Ombudsman RI Awasi Potensi Maladministrasi Pembayaran THR
OMBUDSMAN RI menilai ada potensi maladministrasi dalam pembayaran Tunjangan Hari Raya (THR) kepada buruh dan karyawan pada 2021, jika pengawasan ketat tidak dilakukan. Hal itu disampaikan anggota Ombudsman RI, Robert Na Endi Jaweng, dalam konferensi pers virtual, Rabu (5/5). Robert menyebut hal itu terkait adanya multitafsir dari Surat Edaran Menteri Tenaga Kerja tentang pembayaran THR.
"Isi SE multitafsir di lapangan. Di satu sisi ada ketegasan, perusahaan wajib membayarkan THR paling lambat 7 hari sebelum hari raya, hitungannya mulai besok. Kita lihat apakah pihak perusahaan apakah tepat waktu," ujar Robert.
"Ombudsman melihat ada tiga kemungkinan, yaitu perusahaan yang patuh, paling lambat H-7 (sebelum lebaran). Kemungkinan yang kedua adalah kelompok perusahaan yang membayar H-7 hingga H-1 (sebelum lebaran). Kemungkinan yang ketiga perusahaan yang belum tentu bisa membayar setelah lebaran.
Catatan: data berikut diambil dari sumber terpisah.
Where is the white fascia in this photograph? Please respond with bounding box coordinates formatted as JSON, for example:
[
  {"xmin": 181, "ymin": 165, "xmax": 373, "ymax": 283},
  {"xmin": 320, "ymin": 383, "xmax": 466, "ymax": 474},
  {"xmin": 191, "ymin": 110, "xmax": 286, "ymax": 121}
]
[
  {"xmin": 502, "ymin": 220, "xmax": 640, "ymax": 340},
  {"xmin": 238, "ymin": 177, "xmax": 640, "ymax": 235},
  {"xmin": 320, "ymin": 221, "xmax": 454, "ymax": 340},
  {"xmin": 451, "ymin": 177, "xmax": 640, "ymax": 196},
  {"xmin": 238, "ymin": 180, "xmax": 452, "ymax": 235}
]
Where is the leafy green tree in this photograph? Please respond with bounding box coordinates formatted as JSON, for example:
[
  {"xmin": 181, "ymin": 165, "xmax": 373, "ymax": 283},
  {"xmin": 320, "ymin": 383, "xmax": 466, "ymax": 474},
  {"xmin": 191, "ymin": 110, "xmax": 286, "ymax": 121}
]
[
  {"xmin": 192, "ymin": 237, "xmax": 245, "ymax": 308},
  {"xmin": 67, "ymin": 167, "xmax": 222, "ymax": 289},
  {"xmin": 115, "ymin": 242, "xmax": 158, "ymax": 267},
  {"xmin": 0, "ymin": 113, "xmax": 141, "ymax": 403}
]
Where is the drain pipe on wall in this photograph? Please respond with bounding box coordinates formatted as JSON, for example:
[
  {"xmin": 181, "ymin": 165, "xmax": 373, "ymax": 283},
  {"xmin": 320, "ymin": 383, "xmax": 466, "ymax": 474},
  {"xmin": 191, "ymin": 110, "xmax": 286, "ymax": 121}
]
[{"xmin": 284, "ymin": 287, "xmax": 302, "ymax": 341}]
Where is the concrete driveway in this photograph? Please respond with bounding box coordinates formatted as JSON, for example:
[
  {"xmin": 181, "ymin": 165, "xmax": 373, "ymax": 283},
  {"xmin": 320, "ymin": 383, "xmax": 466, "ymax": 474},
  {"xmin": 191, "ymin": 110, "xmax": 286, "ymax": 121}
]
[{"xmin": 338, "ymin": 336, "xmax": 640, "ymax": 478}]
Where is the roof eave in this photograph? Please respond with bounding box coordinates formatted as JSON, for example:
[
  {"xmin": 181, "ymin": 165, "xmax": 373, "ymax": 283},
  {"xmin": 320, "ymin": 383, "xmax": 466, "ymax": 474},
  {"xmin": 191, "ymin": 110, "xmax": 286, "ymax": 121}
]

Kemungkinan ketiga ini yang penting mendapatkan pengawasan dan pencermatan, untuk memastikan perusahaan tidak secara sepihak membuat keputusan", ungkap anggota Ombudsman periode 2021-2026 itu.
Untuk itu Ombudsman Republik Indonesia (ORI) mendorong Dinas Tenaga Kerja di tingkat provinsi untuk menjalankan fungsi pengawasan terkait pembayaran THR di 34 provinsi.
"Permintaan di SE itu, perusahaan harus melakukan dialog, dan kemudian hasil dialog itu dengan pihak buruh/pekerja, harus berlangsung secara terbuka, egaliter, tidak ada proses tekan-menekan. Saya mendorong Dinas Tenaga Kerja di Provinsi jalankan fungsi pengawasan harus mengetahui, memantau proses dialog yang berlangsung, tidak ada upaya yang tidak diinginkan. Hasil dialog harus dituangkan dalam kesepakatan bersama, dengan skema pembayaran dan batas waktu," papar mantan Direktur Eksekutif Komite Pemantauan Pelaksanaan Otonomi Daerah (KPPOD) itu.